Rinvesting in retirement is a marathon, not a sprint. This is done over decades and requires staying disciplined in the face of current market volatility and geopolitical events and looking beyond what is currently working well for investment opportunities.
Citing a commentary by Charles Schwab Investment Advisory, a SmartAsset article notes that international large-cap stocks are expected to outperform US small- and large-cap stocks over the next 10 years, although they have lagged both classes. assets over the past 50 years. Between 1970 and 2021, the S&P 500 has gained 11.1%, compared to 8.7% for the MSCI EAFE index over the same period. Either way, Veeru Perianan, director of multi-asset research at Charles Schwab, predicts that international large caps have a better chance of outperforming over the next decade.
“We take a forward-looking approach to predicting returns, rather than basing our estimates on historical averages,” Perianan wrote. “Historical averages are less useful because they only describe past performance. Forward-looking performance estimates, however, incorporate expectations for the future, and for this reason we believe they are more useful in making investment decisions or projecting future performance than using historical results.

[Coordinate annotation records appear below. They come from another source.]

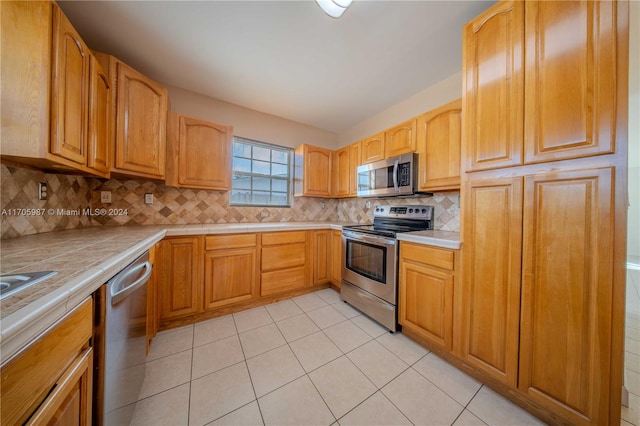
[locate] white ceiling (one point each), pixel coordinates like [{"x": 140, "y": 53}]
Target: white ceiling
[{"x": 285, "y": 58}]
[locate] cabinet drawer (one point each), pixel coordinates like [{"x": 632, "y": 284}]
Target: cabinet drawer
[
  {"x": 214, "y": 242},
  {"x": 28, "y": 377},
  {"x": 284, "y": 280},
  {"x": 440, "y": 258},
  {"x": 272, "y": 238},
  {"x": 280, "y": 257}
]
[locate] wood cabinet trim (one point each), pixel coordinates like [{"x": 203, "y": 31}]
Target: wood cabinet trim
[{"x": 43, "y": 361}]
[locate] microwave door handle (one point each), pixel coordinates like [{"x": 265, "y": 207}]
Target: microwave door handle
[{"x": 395, "y": 176}]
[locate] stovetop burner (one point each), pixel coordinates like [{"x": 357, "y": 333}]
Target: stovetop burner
[{"x": 391, "y": 220}]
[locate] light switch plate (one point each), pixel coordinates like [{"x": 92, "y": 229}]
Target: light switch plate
[
  {"x": 42, "y": 191},
  {"x": 105, "y": 197}
]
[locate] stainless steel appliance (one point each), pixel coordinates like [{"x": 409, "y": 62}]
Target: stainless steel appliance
[
  {"x": 120, "y": 341},
  {"x": 370, "y": 268},
  {"x": 391, "y": 177}
]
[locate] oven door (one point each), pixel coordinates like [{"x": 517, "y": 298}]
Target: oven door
[{"x": 370, "y": 263}]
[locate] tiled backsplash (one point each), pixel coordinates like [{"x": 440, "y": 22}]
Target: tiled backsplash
[
  {"x": 24, "y": 214},
  {"x": 71, "y": 198}
]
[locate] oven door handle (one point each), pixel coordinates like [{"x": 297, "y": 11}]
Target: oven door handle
[
  {"x": 395, "y": 176},
  {"x": 369, "y": 239}
]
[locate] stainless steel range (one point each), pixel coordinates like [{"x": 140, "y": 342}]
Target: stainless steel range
[{"x": 370, "y": 269}]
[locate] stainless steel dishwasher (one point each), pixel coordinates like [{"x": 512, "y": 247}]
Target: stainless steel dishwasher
[{"x": 120, "y": 341}]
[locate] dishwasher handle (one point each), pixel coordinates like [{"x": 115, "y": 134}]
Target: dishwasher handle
[{"x": 122, "y": 293}]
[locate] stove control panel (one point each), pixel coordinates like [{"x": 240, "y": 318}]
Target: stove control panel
[{"x": 407, "y": 211}]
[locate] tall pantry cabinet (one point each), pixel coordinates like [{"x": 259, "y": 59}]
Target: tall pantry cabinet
[{"x": 544, "y": 205}]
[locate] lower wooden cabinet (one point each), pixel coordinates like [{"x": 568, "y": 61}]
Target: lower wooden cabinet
[
  {"x": 283, "y": 263},
  {"x": 321, "y": 257},
  {"x": 337, "y": 258},
  {"x": 180, "y": 288},
  {"x": 427, "y": 281},
  {"x": 70, "y": 401},
  {"x": 50, "y": 381},
  {"x": 152, "y": 295},
  {"x": 230, "y": 270}
]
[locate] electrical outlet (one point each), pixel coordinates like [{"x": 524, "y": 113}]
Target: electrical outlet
[
  {"x": 42, "y": 191},
  {"x": 105, "y": 197}
]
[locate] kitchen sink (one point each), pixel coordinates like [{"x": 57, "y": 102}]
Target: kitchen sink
[{"x": 12, "y": 283}]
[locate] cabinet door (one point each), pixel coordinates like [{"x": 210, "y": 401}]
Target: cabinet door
[
  {"x": 337, "y": 258},
  {"x": 373, "y": 148},
  {"x": 425, "y": 296},
  {"x": 355, "y": 152},
  {"x": 570, "y": 83},
  {"x": 69, "y": 91},
  {"x": 152, "y": 296},
  {"x": 439, "y": 135},
  {"x": 99, "y": 119},
  {"x": 316, "y": 172},
  {"x": 493, "y": 87},
  {"x": 180, "y": 280},
  {"x": 492, "y": 235},
  {"x": 400, "y": 139},
  {"x": 230, "y": 276},
  {"x": 204, "y": 154},
  {"x": 567, "y": 293},
  {"x": 320, "y": 257},
  {"x": 341, "y": 172},
  {"x": 70, "y": 401},
  {"x": 141, "y": 117}
]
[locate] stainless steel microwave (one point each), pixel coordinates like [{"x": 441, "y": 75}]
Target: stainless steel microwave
[{"x": 390, "y": 177}]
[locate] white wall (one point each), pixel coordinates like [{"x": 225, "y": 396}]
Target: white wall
[
  {"x": 249, "y": 123},
  {"x": 633, "y": 229},
  {"x": 439, "y": 94}
]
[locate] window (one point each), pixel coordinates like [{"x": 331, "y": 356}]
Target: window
[{"x": 261, "y": 174}]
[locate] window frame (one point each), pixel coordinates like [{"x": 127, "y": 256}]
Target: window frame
[{"x": 251, "y": 175}]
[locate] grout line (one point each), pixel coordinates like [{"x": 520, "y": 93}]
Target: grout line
[{"x": 193, "y": 336}]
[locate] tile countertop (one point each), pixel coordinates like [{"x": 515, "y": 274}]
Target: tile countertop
[
  {"x": 86, "y": 258},
  {"x": 444, "y": 239}
]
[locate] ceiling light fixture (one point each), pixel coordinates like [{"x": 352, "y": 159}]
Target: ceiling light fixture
[{"x": 334, "y": 8}]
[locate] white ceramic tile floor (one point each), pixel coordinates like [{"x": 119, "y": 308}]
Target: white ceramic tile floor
[
  {"x": 311, "y": 360},
  {"x": 631, "y": 414}
]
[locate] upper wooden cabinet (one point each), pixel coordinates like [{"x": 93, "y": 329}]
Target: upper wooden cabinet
[
  {"x": 51, "y": 100},
  {"x": 567, "y": 297},
  {"x": 344, "y": 165},
  {"x": 372, "y": 149},
  {"x": 492, "y": 63},
  {"x": 340, "y": 162},
  {"x": 199, "y": 153},
  {"x": 540, "y": 83},
  {"x": 439, "y": 136},
  {"x": 400, "y": 139},
  {"x": 570, "y": 79},
  {"x": 139, "y": 121},
  {"x": 99, "y": 140},
  {"x": 355, "y": 154},
  {"x": 69, "y": 91},
  {"x": 312, "y": 176}
]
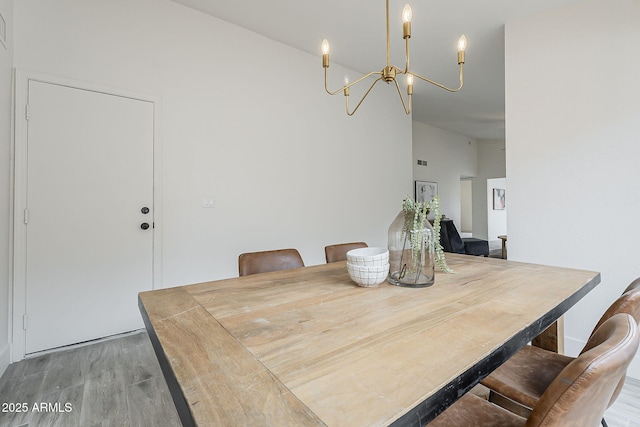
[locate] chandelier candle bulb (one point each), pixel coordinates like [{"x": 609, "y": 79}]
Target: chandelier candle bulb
[
  {"x": 462, "y": 46},
  {"x": 407, "y": 14}
]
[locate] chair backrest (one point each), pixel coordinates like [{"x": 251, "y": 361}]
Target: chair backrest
[
  {"x": 450, "y": 238},
  {"x": 629, "y": 302},
  {"x": 266, "y": 261},
  {"x": 338, "y": 252},
  {"x": 581, "y": 393}
]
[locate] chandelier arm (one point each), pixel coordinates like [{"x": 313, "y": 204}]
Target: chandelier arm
[
  {"x": 407, "y": 111},
  {"x": 442, "y": 86},
  {"x": 348, "y": 85},
  {"x": 363, "y": 97}
]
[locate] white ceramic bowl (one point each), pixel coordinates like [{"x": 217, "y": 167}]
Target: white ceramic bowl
[
  {"x": 368, "y": 276},
  {"x": 370, "y": 257}
]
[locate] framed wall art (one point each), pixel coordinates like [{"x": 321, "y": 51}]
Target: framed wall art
[
  {"x": 499, "y": 202},
  {"x": 425, "y": 191}
]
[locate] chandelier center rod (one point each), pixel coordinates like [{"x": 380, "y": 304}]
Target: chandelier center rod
[{"x": 388, "y": 41}]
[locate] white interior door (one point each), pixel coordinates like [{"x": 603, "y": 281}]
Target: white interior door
[{"x": 89, "y": 178}]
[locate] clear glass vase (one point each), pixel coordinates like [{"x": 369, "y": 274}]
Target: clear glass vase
[{"x": 411, "y": 254}]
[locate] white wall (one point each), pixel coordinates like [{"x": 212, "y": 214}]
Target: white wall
[
  {"x": 573, "y": 139},
  {"x": 6, "y": 71},
  {"x": 243, "y": 119},
  {"x": 449, "y": 157},
  {"x": 491, "y": 164},
  {"x": 466, "y": 206}
]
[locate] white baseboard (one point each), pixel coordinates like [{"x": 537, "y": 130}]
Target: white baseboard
[
  {"x": 5, "y": 358},
  {"x": 573, "y": 347}
]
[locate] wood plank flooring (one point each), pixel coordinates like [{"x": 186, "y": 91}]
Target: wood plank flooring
[
  {"x": 118, "y": 382},
  {"x": 115, "y": 382}
]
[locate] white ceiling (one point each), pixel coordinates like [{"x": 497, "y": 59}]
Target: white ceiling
[{"x": 356, "y": 31}]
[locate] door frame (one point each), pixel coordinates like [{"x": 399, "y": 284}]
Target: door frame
[{"x": 17, "y": 291}]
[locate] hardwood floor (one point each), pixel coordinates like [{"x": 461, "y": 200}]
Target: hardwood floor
[{"x": 118, "y": 382}]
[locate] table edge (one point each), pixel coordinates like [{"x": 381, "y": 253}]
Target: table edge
[{"x": 430, "y": 408}]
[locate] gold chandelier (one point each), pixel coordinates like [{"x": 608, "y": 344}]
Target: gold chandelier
[{"x": 390, "y": 72}]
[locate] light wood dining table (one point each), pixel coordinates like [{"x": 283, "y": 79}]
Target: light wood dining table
[{"x": 308, "y": 347}]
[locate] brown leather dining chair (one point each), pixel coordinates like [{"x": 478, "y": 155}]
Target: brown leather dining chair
[
  {"x": 524, "y": 377},
  {"x": 338, "y": 252},
  {"x": 578, "y": 396},
  {"x": 266, "y": 261}
]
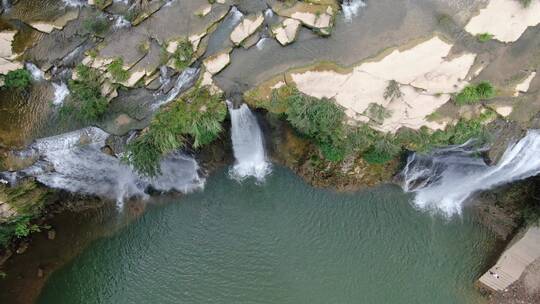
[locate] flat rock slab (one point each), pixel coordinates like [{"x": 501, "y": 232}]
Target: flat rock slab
[{"x": 513, "y": 261}]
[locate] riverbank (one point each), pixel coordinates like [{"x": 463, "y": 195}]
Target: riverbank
[{"x": 343, "y": 108}]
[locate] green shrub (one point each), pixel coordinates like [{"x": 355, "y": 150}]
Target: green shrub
[
  {"x": 97, "y": 25},
  {"x": 321, "y": 120},
  {"x": 87, "y": 102},
  {"x": 183, "y": 55},
  {"x": 474, "y": 93},
  {"x": 198, "y": 115},
  {"x": 116, "y": 68},
  {"x": 484, "y": 37},
  {"x": 17, "y": 79},
  {"x": 392, "y": 91},
  {"x": 383, "y": 150}
]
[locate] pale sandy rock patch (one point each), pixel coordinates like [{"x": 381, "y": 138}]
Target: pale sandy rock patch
[
  {"x": 286, "y": 32},
  {"x": 506, "y": 20},
  {"x": 426, "y": 79},
  {"x": 523, "y": 86},
  {"x": 246, "y": 27}
]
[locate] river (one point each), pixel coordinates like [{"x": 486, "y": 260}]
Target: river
[{"x": 279, "y": 241}]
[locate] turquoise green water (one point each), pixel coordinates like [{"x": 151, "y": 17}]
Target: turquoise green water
[{"x": 280, "y": 242}]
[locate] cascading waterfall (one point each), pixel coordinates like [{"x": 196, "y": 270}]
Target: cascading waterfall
[
  {"x": 37, "y": 74},
  {"x": 248, "y": 148},
  {"x": 445, "y": 179},
  {"x": 351, "y": 8},
  {"x": 74, "y": 162},
  {"x": 61, "y": 91}
]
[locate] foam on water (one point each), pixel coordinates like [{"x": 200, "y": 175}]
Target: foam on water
[
  {"x": 37, "y": 74},
  {"x": 61, "y": 91},
  {"x": 351, "y": 9},
  {"x": 445, "y": 179},
  {"x": 248, "y": 147},
  {"x": 74, "y": 162}
]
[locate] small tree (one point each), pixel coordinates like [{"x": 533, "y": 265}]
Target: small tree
[{"x": 17, "y": 79}]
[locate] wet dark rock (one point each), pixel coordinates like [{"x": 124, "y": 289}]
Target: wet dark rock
[
  {"x": 51, "y": 234},
  {"x": 504, "y": 134}
]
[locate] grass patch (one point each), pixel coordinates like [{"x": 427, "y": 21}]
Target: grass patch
[
  {"x": 197, "y": 116},
  {"x": 322, "y": 121},
  {"x": 87, "y": 103},
  {"x": 17, "y": 79},
  {"x": 484, "y": 37},
  {"x": 473, "y": 93}
]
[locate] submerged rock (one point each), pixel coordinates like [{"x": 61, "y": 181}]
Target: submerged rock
[
  {"x": 286, "y": 32},
  {"x": 246, "y": 28}
]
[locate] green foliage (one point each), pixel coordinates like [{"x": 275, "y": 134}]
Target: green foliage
[
  {"x": 19, "y": 227},
  {"x": 321, "y": 120},
  {"x": 474, "y": 93},
  {"x": 392, "y": 91},
  {"x": 116, "y": 68},
  {"x": 97, "y": 25},
  {"x": 17, "y": 79},
  {"x": 88, "y": 104},
  {"x": 383, "y": 150},
  {"x": 183, "y": 55},
  {"x": 525, "y": 3},
  {"x": 198, "y": 115},
  {"x": 484, "y": 37}
]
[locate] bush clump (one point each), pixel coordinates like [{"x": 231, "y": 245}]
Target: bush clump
[
  {"x": 116, "y": 69},
  {"x": 474, "y": 93},
  {"x": 197, "y": 116},
  {"x": 87, "y": 103},
  {"x": 183, "y": 55},
  {"x": 17, "y": 79},
  {"x": 97, "y": 25}
]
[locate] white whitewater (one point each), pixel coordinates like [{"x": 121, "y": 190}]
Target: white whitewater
[
  {"x": 248, "y": 147},
  {"x": 61, "y": 91},
  {"x": 37, "y": 74},
  {"x": 445, "y": 179},
  {"x": 351, "y": 8},
  {"x": 74, "y": 162}
]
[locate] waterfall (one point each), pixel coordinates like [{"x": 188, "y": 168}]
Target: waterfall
[
  {"x": 351, "y": 8},
  {"x": 37, "y": 74},
  {"x": 445, "y": 179},
  {"x": 74, "y": 162},
  {"x": 120, "y": 22},
  {"x": 61, "y": 91},
  {"x": 248, "y": 148},
  {"x": 184, "y": 81}
]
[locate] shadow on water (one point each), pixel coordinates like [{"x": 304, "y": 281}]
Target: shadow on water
[{"x": 279, "y": 242}]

Charles Schwab predicts that international large-cap stocks will produce total returns of 7.5% by the end of 2031, while US large-cap stocks are expected to produce returns of 6.4%. And while the Russell 2000 Index will fare slightly better, at 6.8%, it will continue to underperform international large caps. Perianan believes this is because domestic stocks are likely overvalued relative to international stocks.
The S&P 500 rose 27% in 2021. However, Perianan notes that the future growth of large-cap domestic companies has been priced in “to a much greater extent” than their international counterparts.
“The difference is mainly due to differences in valuation between US stocks versus international stocks,” he added. “International equities are generally riskier than US equities and investors expect to be compensated for taking on this additional risk. However, we believe that markets have discounted this risk beyond what the fundamentals suggest. »
The SmartAsset article notes, however, that these projections were created before Russia invaded Ukraine. However, a spokeswoman for Charles Schwab said Perianan’s analysis is based on long-term fundamentals and should not be viewed as a short-term tactical forecast.